A response to Chris Blattman’s critique of Charter Cities

Chris Blattman has concerns about Charter Cities. Admittedly, those concerns were published seven years ago. Nevertheless, with Paul Romer’s appointment as Chief Economist of the World Bank the concept of Charter Cities has resurfaced, and with it, the concerns.

Blattman’s concerns are as follows; 1) the sum of good rules is not necessarily a good system, 2) moving out of a failing city is high cost, especially for the marginalized, 3) Charter Cities will likely be too big to fail, 4) Political constraints limit potential of Charter Cities. These are all valid critiques.

First, with regard to Charter Cities, we know that the sum of good rules is a good system because of evidence from the country administering the Charter City. Denmark, for example, has good institutions. That being said, it is possible, though low probability, that applying Danish rules to Madagascar, for example, would not work as well as in Denmark.

Second, exit alone is unlikely to be a sufficient constraint on Charter Cities. The cost of exit is very high for some. That being said, Charter Cities would have to initially attract these residents. That means that Charter Cities would have to offer substantive improvements over existing conditions to attract residents. There is a long term risk that the quality of the Charter City falters. However, given the initial standard of the Charter City, it is hard to imagine the risk of the Charter City faltering is greater than the risk of the host country faltering.

Third, that the administering country might be pressured to give citizenship to residents of a faltering Charter City is a concern. However, this risk would improve the governance of the Charter City to mitigate such a risk.

Fourth, political constraints do limit Charter Cities. Nevertheless, it is impossible to escape the political process. Opt-in reforms, like Charter Cities, are likely to offer better improvements than traditional legislation which directly affects many interest groups.

More generally, the value of Charter Cities lies in improving institutions. The administration of a developed country is merely a means toward improving institutions. There are other ways of administering new cities which can lead to improved institutions.

What I call proprietary cities are one such alternative. It is important to note that Romer is not a fan. Proprietary cities are private cities where the developer retains land ownership and influences the legal and regulatory system. According to the World Bank, best practices for special economic zones include private development of physical infrastructure. By owning the land, the developer internalizes externalities. Infrastructure increases the value of the land; therefore, the developer is incentivized to provide it.

The same logic applies to legal systems. A good legal system would increase the value of the land. As such, a city developer has an incentive to provide a good legal system. There are numerous multi-billion-dollar new city projects worldwide. Hiring a British judge and implementing common law could add a great deal of value to such projects.

Proprietary cities face different obstacles than Charter Cities. For example, Blattman’s third objection would not apply.

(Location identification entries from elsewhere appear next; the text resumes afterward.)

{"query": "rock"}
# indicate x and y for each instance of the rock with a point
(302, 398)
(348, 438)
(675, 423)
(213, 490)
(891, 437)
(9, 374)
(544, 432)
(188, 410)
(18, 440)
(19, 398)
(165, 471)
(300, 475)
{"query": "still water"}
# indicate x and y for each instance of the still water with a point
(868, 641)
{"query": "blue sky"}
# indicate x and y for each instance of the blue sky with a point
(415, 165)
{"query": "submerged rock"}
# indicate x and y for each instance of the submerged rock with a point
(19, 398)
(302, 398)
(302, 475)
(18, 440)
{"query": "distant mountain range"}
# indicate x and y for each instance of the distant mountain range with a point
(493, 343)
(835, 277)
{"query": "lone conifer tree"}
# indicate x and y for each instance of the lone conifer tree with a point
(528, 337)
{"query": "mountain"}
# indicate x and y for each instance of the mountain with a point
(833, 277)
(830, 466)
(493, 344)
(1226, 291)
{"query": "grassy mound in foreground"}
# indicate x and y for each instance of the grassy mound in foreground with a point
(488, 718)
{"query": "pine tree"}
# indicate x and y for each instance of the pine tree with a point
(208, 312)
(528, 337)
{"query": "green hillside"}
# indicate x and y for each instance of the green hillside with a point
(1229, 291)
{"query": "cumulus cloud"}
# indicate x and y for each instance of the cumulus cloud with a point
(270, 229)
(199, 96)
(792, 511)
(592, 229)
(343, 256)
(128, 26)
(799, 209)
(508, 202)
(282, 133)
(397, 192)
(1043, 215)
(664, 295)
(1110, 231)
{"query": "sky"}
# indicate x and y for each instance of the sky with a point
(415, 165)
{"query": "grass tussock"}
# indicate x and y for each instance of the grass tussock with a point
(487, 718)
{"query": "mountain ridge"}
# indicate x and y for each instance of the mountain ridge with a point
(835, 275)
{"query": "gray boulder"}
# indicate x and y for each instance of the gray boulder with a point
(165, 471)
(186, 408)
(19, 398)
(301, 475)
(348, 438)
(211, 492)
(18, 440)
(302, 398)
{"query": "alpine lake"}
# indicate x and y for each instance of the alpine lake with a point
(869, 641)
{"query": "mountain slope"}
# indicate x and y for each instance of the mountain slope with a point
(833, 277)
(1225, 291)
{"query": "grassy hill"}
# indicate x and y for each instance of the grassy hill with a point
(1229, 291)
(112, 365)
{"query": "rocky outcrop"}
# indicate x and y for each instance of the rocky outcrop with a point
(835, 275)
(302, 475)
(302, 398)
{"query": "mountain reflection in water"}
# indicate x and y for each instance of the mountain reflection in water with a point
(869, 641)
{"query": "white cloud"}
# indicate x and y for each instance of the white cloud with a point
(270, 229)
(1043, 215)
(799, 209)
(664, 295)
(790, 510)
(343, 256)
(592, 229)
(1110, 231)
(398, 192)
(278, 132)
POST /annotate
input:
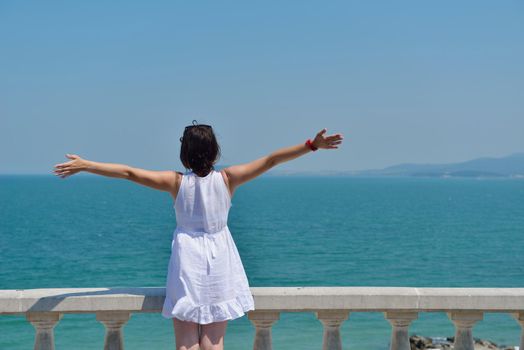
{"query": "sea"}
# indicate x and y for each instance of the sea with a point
(93, 231)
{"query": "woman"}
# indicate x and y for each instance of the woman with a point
(206, 282)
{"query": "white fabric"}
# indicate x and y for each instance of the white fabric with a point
(206, 281)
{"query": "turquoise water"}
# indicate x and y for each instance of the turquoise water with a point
(89, 231)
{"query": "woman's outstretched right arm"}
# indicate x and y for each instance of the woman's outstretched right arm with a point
(239, 174)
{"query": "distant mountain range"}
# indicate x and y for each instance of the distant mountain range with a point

At the same time, private companies can be more resistant to public pressure increasing the likelihood of legal abuses.

Of course, there are numerous alternatives beside Charter Cities and proprietary cities. A new city could be administered of a board of representatives from the host country, business community, and World Bank. Nevertheless, broadly speaking, I believe the potential benefits of free cities (my umbrella term) far outweigh the risk.